Regan Hofmann: A Face of AIDS

Pretty, successful, straight and female, Regan Hofmann is not what people may imagine when they think of someone infected with HIV, but she has lived with it for 10 years.

The journalist, who kept her status secret to many people in her life for so long, is going public and was recently named the new editor in chief of Poz, a magazine for people infected with AIDS and HIV.

Hofmann said she was infected with HIV at age 28 by having unprotected sex twice with her heterosexual boyfriend. She had never thought of herself as being at risk.

"I had been very careful throughout my entire life, and I did not perceive that I was at risk and I was on birth control," Hofmann said. "I knew the young man, and we were close and I knew his family and I would have taken him home to my parents."

Her boyfriend at the time found out when she was tested, and both were floored by the results.

"I was completely shocked to find out I'm part of a rising group of people who have the disease," Hofmann said. "As you know, one out of two people on the planet who is HIV infected is a woman and one out of three in the United States is a woman, which is why I came forward."

This month, to commemorate AIDS's 25th birthday, Hofmann told her story in an essay for Vogue magazine. She wants people to know that AIDS is not just restricted to poor Africans, homosexual males and drug users. It is increasing among teenagers and people over the age of 50. The biggest increase is in women. Hofmann said 8,000 American women were infected with the disease each year.

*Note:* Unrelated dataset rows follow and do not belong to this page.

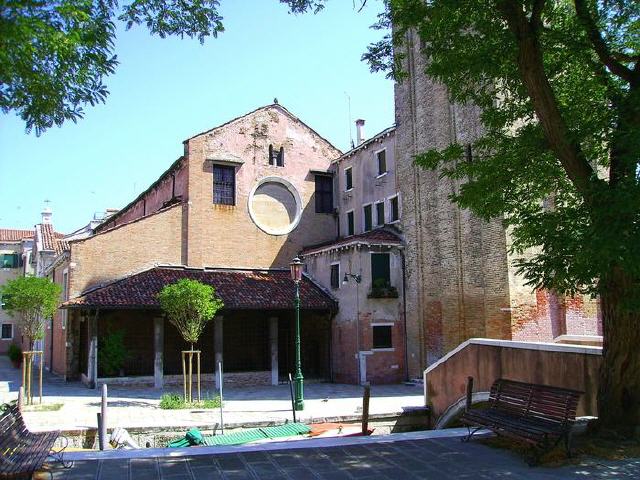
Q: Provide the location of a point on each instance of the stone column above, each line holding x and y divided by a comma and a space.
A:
158, 348
92, 364
217, 346
273, 340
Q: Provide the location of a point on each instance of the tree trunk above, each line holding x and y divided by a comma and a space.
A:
619, 388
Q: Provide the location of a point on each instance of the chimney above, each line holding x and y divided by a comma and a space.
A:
359, 132
46, 215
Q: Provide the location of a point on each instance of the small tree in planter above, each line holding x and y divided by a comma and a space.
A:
31, 300
15, 355
189, 305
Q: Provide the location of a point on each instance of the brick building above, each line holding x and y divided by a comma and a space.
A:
364, 266
232, 211
15, 250
461, 281
396, 274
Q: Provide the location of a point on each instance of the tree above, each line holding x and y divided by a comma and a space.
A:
54, 55
189, 305
32, 300
559, 85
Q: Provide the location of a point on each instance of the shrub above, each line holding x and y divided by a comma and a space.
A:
174, 401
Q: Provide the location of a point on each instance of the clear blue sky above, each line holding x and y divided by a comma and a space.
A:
165, 90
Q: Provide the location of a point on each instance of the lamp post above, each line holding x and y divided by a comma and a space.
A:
296, 276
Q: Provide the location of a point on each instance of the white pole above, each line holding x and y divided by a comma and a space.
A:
220, 383
103, 415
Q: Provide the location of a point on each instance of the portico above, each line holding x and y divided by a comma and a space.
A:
252, 337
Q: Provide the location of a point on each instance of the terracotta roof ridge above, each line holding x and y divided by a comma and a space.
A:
366, 143
162, 176
360, 238
324, 289
15, 234
115, 227
110, 283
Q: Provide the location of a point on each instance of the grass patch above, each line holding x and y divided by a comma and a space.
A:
582, 446
174, 401
45, 407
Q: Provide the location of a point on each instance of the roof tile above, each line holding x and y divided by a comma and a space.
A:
14, 235
382, 236
239, 289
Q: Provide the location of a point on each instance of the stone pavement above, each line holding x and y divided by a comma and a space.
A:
137, 407
417, 455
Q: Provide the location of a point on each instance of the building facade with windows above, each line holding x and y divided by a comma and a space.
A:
363, 267
461, 277
233, 211
15, 251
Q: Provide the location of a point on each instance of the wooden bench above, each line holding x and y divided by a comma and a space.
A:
540, 415
23, 452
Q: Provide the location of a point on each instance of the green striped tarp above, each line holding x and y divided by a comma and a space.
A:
253, 434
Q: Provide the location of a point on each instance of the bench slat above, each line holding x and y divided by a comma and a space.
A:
22, 451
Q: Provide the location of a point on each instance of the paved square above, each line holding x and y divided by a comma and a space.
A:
402, 456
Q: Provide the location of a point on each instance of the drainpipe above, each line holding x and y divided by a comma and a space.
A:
404, 309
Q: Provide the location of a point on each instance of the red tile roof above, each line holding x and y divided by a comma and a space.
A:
379, 236
49, 236
239, 289
13, 235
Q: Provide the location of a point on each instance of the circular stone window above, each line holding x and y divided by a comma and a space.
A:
274, 206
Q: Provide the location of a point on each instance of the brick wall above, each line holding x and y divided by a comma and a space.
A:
352, 325
456, 269
215, 232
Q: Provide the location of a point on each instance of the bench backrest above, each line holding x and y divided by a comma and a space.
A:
11, 421
553, 404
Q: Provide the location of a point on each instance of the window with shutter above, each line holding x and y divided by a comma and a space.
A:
335, 275
380, 270
224, 185
382, 336
382, 162
380, 213
350, 223
368, 218
324, 194
348, 178
395, 211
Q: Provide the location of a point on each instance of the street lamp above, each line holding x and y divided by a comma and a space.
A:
296, 276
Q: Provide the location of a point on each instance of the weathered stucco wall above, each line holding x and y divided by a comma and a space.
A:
369, 188
225, 235
7, 274
352, 325
567, 366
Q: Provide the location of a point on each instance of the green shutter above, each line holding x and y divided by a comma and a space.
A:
380, 269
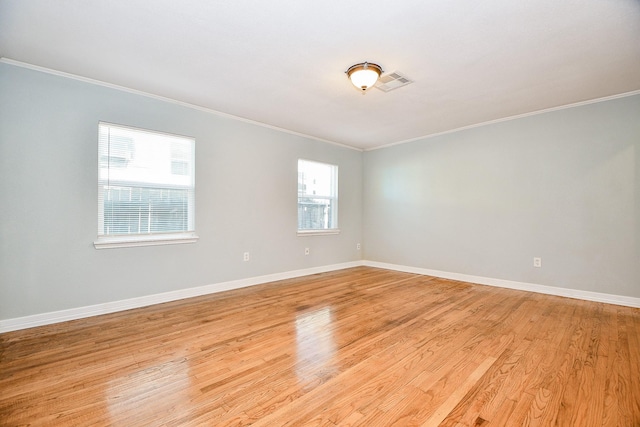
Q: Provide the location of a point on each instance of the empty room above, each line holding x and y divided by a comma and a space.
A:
338, 213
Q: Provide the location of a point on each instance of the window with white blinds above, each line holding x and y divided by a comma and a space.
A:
146, 187
317, 198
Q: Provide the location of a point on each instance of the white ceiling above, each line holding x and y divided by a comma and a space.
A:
282, 62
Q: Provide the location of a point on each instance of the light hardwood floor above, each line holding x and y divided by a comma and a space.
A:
357, 347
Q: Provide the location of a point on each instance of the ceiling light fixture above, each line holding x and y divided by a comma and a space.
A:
364, 75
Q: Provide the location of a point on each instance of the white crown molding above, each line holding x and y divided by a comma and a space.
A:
31, 321
506, 119
170, 100
115, 306
521, 286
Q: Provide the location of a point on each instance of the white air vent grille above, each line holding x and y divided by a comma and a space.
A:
391, 81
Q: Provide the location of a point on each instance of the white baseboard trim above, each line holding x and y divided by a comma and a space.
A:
522, 286
31, 321
115, 306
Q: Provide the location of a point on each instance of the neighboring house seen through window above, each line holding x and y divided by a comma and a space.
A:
146, 187
317, 198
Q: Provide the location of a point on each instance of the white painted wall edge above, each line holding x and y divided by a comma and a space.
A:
115, 306
25, 322
522, 286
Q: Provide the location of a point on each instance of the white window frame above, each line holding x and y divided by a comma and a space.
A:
333, 197
107, 241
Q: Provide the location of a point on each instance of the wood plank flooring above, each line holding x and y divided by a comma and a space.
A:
356, 347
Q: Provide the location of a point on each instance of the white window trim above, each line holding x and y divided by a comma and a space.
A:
318, 232
128, 241
323, 231
154, 239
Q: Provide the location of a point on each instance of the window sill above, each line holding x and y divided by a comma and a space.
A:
318, 232
111, 242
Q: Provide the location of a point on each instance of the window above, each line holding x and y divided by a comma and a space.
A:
146, 187
317, 198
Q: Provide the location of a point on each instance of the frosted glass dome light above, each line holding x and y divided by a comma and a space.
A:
364, 75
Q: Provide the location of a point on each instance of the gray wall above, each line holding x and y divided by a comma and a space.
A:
563, 186
246, 198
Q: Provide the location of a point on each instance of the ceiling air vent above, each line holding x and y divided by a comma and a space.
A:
391, 81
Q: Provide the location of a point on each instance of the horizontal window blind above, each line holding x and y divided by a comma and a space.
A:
317, 196
146, 183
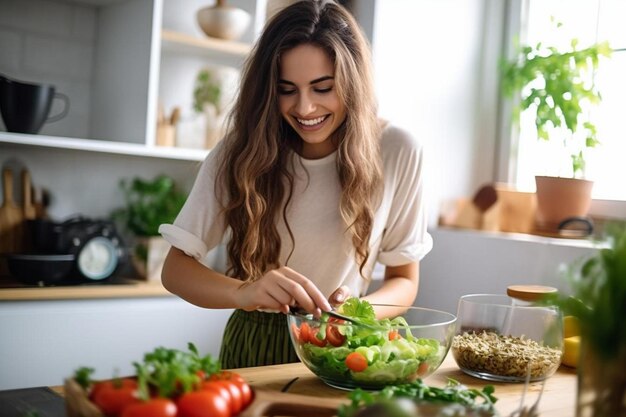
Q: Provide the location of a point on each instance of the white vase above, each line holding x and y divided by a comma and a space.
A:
223, 21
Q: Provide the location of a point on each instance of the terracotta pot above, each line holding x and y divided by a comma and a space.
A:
559, 199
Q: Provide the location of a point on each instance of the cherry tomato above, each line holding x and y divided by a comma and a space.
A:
202, 404
112, 399
333, 336
156, 407
356, 362
313, 337
305, 331
394, 335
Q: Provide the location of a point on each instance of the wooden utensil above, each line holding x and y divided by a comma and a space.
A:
27, 198
11, 217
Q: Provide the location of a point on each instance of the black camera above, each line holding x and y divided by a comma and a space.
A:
77, 249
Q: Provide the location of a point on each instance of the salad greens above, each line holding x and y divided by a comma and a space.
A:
370, 356
418, 391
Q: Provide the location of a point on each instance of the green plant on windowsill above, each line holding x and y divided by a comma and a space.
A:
207, 90
555, 87
148, 204
598, 301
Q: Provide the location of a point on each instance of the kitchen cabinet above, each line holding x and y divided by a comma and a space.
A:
45, 341
143, 52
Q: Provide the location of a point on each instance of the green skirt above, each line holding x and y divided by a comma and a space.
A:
256, 339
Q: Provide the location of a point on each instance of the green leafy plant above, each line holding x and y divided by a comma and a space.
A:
207, 90
598, 301
555, 86
148, 204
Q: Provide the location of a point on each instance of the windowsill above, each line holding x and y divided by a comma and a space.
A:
587, 242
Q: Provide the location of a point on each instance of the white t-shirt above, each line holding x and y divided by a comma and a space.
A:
323, 249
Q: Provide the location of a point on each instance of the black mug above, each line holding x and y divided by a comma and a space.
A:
25, 106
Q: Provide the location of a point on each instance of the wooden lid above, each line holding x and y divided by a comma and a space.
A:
529, 292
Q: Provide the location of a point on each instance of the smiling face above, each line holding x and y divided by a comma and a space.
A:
308, 99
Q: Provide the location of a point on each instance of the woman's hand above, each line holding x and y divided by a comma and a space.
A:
279, 289
340, 295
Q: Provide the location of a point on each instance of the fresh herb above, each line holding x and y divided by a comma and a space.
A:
355, 307
555, 86
207, 90
418, 392
173, 371
148, 204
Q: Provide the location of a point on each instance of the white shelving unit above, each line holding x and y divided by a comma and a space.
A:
134, 46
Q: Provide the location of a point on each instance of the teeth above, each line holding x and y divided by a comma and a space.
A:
311, 122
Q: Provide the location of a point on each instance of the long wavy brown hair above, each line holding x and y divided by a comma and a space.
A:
255, 182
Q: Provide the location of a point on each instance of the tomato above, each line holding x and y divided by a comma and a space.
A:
202, 403
236, 398
313, 337
237, 380
156, 407
394, 335
219, 388
356, 362
305, 331
112, 399
333, 336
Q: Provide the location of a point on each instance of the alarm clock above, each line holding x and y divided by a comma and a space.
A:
97, 248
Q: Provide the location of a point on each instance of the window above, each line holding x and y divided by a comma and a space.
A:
589, 21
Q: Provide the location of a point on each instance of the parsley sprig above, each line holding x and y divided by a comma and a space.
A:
417, 391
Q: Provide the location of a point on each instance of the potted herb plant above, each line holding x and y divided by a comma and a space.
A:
148, 204
598, 301
556, 88
207, 100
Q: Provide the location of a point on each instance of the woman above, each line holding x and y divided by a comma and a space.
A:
308, 188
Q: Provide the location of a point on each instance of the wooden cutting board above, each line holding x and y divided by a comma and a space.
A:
11, 217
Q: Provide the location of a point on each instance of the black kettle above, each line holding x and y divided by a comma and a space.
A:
25, 106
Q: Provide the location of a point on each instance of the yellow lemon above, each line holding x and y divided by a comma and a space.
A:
571, 351
571, 327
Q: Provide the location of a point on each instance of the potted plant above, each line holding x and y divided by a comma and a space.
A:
557, 88
207, 100
598, 300
148, 204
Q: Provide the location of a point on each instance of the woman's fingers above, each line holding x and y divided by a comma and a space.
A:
305, 293
280, 288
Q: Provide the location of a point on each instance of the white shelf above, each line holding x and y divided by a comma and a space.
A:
173, 41
104, 146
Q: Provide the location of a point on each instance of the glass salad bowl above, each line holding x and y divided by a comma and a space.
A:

"I think people turned attention another way, and this is a figure that really got to me," she said. "Anyone who has sex without a condom is at risk. I came forward because I wanted to make people talk about AIDS again on the occasion of the 25th anniversary. I thought it was especially important that we resuscitate the topic and at Poz magazine, we've helped the community for a long time and we'd like to educate a larger community."

Changing Perceptions

Since she was diagnosed, Hofmann said she had seen perceptions of HIV/AIDS change.

Friends who would barely hug her at one time now give her a "full body press," Hofmann said. Education, she said, has been the difference. Hofmann, who was also married for a time, would someday like to have children because the drugs she takes eliminate the risk of transmitting HIV to the baby.

Ten years after she learned the bad news, Hofmann estimates that she has taken 48,000 pills as part of her complicated drug regimen that suppresses the disease.

"You can have a normal life with HIV," she said. "People can protect themselves. Of course, those with HIV are very aware of it."